From 25cf2daacf927d48554fbc8f48e95a56f1d976f2 Mon Sep 17 00:00:00 2001
From: Bar Kaduri <bar@capsule.security>
Date: Mon, 15 Jun 2026 11:09:53 +0300
Subject: [PATCH 1/2] Slim ACS-Core: relax MODIFY, system/ping, wrapped MCP to
 SHOULD/MAY

Lowers the adoption floor for frameworks claiming ACS-Core conformance
by relaxing three items within Core to conditional requirements,
without removing them from Core or introducing new profiles. The
hook taxonomy minimum, dispositions ALLOW/DENY/ASK/DEFER, SessionContext
with chain hash and Intent, replay protection, baseline HMAC-SHA256
integrity, and decision-honoring behavior remain MUST.

Changes:

- Dispositions: ALLOW/DENY/ASK/DEFER stay MUST. MODIFY moves to SHOULD,
  with composition rules ([..]/specification.md#63-modify-composition-normative)
  still normative for implementers. Deployments that do not implement
  MODIFY declare so in the handshake; Guardians MUST NOT return MODIFY
  to such deployments (DENY with audit substitution).

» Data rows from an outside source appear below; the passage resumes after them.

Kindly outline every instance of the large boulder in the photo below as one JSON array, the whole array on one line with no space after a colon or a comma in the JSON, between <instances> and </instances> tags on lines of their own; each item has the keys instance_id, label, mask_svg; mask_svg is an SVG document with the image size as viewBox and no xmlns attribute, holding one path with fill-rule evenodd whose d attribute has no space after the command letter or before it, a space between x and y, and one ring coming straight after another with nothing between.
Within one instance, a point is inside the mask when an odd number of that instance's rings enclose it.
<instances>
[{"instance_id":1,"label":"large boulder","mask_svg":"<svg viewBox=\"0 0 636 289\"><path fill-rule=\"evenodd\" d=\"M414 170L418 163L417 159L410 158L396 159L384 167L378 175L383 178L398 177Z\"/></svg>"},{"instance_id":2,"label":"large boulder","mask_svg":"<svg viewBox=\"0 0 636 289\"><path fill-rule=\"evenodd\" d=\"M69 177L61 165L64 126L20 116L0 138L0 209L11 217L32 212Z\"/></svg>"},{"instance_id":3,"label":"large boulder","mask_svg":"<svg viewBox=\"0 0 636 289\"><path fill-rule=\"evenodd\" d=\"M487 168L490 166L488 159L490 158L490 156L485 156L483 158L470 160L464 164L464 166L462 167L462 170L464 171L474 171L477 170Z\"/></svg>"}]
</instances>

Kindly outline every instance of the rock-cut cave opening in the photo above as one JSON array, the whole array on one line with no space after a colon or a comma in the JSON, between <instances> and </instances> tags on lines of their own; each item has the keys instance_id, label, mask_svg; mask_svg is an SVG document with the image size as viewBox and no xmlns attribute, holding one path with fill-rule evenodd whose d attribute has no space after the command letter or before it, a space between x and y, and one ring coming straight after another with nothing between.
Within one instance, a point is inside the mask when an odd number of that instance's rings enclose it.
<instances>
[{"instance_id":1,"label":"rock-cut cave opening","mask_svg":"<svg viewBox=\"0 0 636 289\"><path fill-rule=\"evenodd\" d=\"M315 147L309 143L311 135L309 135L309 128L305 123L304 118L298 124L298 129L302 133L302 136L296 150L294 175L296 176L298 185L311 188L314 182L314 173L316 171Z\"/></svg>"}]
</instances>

- Liveness `system/ping`: SHOULD-implement. MAY be omitted by deployments
  where both parties co-locate or rely on transport-level liveness.

- Wrapped MCP `protocols/MCP/*`: SHOULD-implement by deployments that
  govern MCP tool calls. MAY be omitted by deployments that do not use
  MCP. Support is declared in the handshake.

What stays mandatory in Core (the differentiation from a stateless
single-call evaluator): SessionContext + chain_hash + Intent option,
the 6-hook lifecycle minimum, four dispositions, replay protection,
HMAC baseline integrity, and decision honoring. These preserve the
runtime governance properties that distinguish ACS from a stateless
policy evaluator.

Co-Authored-By: Claude Opus 4.7 (1M context) <noreply@anthropic.com>
---
 docs/spec/conformance.md | 6 +++---
 1 file changed, 3 insertions(+), 3 deletions(-)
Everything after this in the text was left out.